This week marks 20 years since investigators began looking into the affair between former President Bill Clinton and White House intern Monica Lewinsky, ultimately leading to Clinton's impeachment in December 1998, changing American politics forever.
But while many Americans today only associate Lewinsky with her role in the high-profile scandal, she has made an impressive career for herself in retail, advertising, and most recently social advocacy. Last year, she joined hundreds of other women in the #MeToo campaign on Twitter.
Here's how Lewinsky went from reluctant celebrity to public activist, twenty years after she was thrust into the public spotlight:
The events that would eventually lead to Clinton's impeachment took place while Lewinsky was an unpaid White House intern between 1995 and 1996. Lewinsky reportedly had almost a dozen sexual encounters with the former president during this time.

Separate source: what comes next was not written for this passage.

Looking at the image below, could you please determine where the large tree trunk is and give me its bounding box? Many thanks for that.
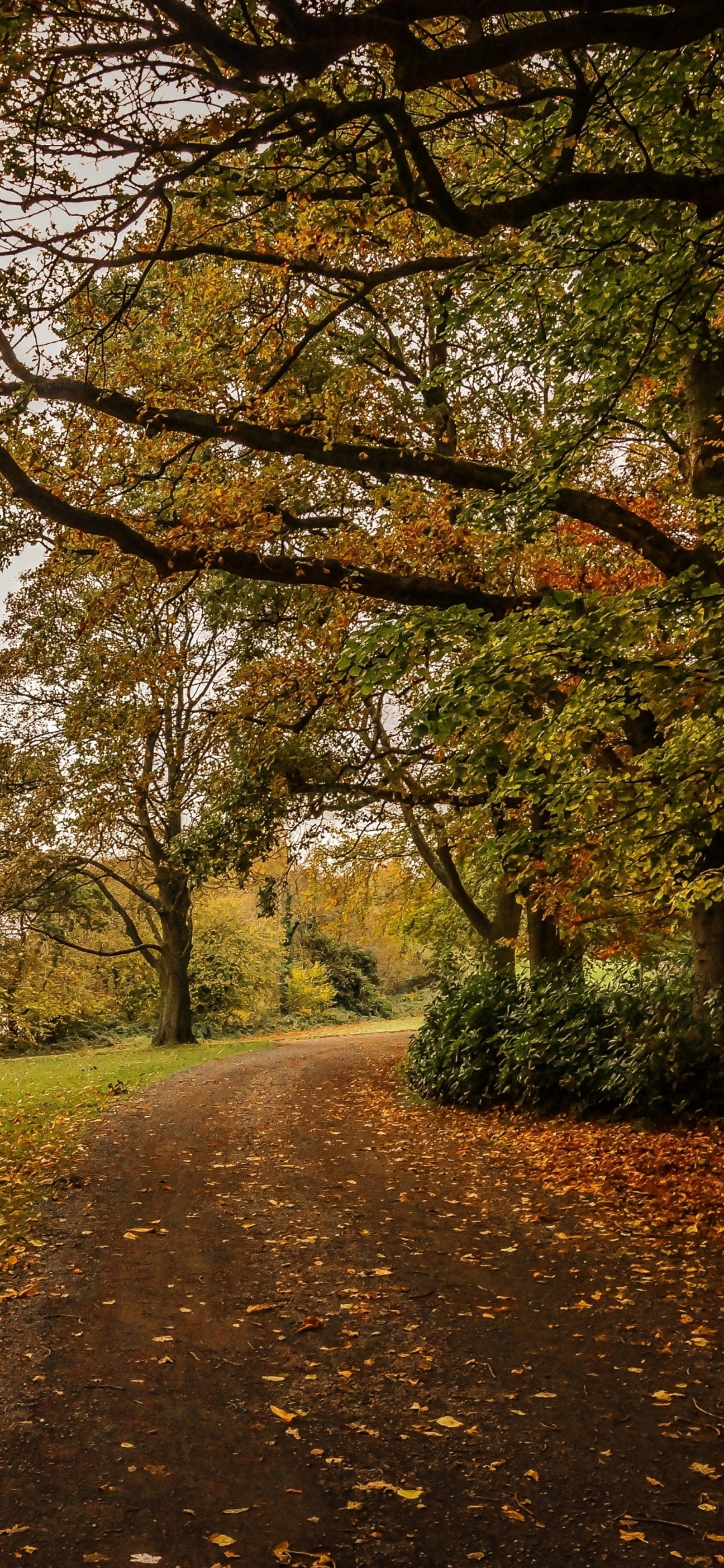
[526,899,583,974]
[154,867,193,1046]
[487,883,520,975]
[691,903,724,1014]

After Lewinsky came forward to investigators in the summer of 1997, the story broke in January 1998. Responding to allegations made against him in the media, Clinton made his now-famous denial: "I did not have sexual relations with that woman."

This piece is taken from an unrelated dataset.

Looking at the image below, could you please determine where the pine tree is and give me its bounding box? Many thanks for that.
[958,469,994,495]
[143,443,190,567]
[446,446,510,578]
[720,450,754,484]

Clinton was eventually impeached in December 1998, but was not found guilty for perjury. Meanwhile, Lewinsky's celebrity status was only just beginning to grow.
Lewinsky's stardom exploded in 1999. She cooperated on a book telling her side of the affair, got interviewed by ABC's Barbara Walters on "20/20," and was the focus of intense media scrutiny.

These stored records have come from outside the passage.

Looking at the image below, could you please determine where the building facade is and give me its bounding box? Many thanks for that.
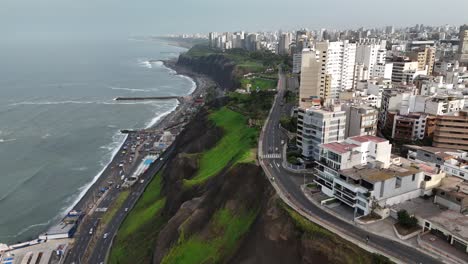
[433,111,468,150]
[297,106,346,159]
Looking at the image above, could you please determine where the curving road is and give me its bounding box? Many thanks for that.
[64,144,174,264]
[259,70,442,264]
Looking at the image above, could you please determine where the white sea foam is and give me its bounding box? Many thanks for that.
[109,86,149,92]
[10,100,159,106]
[145,101,179,128]
[177,74,197,94]
[60,132,128,217]
[138,60,153,69]
[12,219,53,237]
[0,138,16,143]
[71,167,88,171]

In September 1999 she also launched a line of handbags, and in 2000 she began appearing in commercials for weight loss company Jenny Craig that required her to lose 40 pounds. She had been bullied in the media for her weight on numerous occasions.
In the years after the scandal, Lewinsky moved to the West Village in New York City and was a vibrant part of the Manhattan social scene. She reportedly attended galas, schmoozed with celebrities, and went on shopping trips in SoHo.
She also briefly hosted a reality dating show on Fox called "Mr. Personality," for which she initially received high marks from critics. The show soon slid in ratings, however.
In 2005 though, Lewinsky decided to leave the public spotlight to pursue a master's degree in social psychology at the London School of Economics. She remained absent from the public eye for years afterward.
But in 2014, ten years after her self-imposed exile from public life, Lewinsky came back with a bang. She wrote a piece in Vanity Fair about the Clinton affair, and began a campaign to combat the kind of cyberbullying she went through during and after the scandal went public.
In 2017, she broadened her cyberbullying campaign and took part in the #MeToo movement that sheds light on sexual assault and harassment. Her tweet referenced the Women's March that took place in January 2017.
Despite the negative light in which she was initially portrayed after the Clinton scandal, Lewinsky has transformed herself into an advocate for women as well as an advocate for her own legacy. Her activism and impact continues to grow, but now it's on her own terms.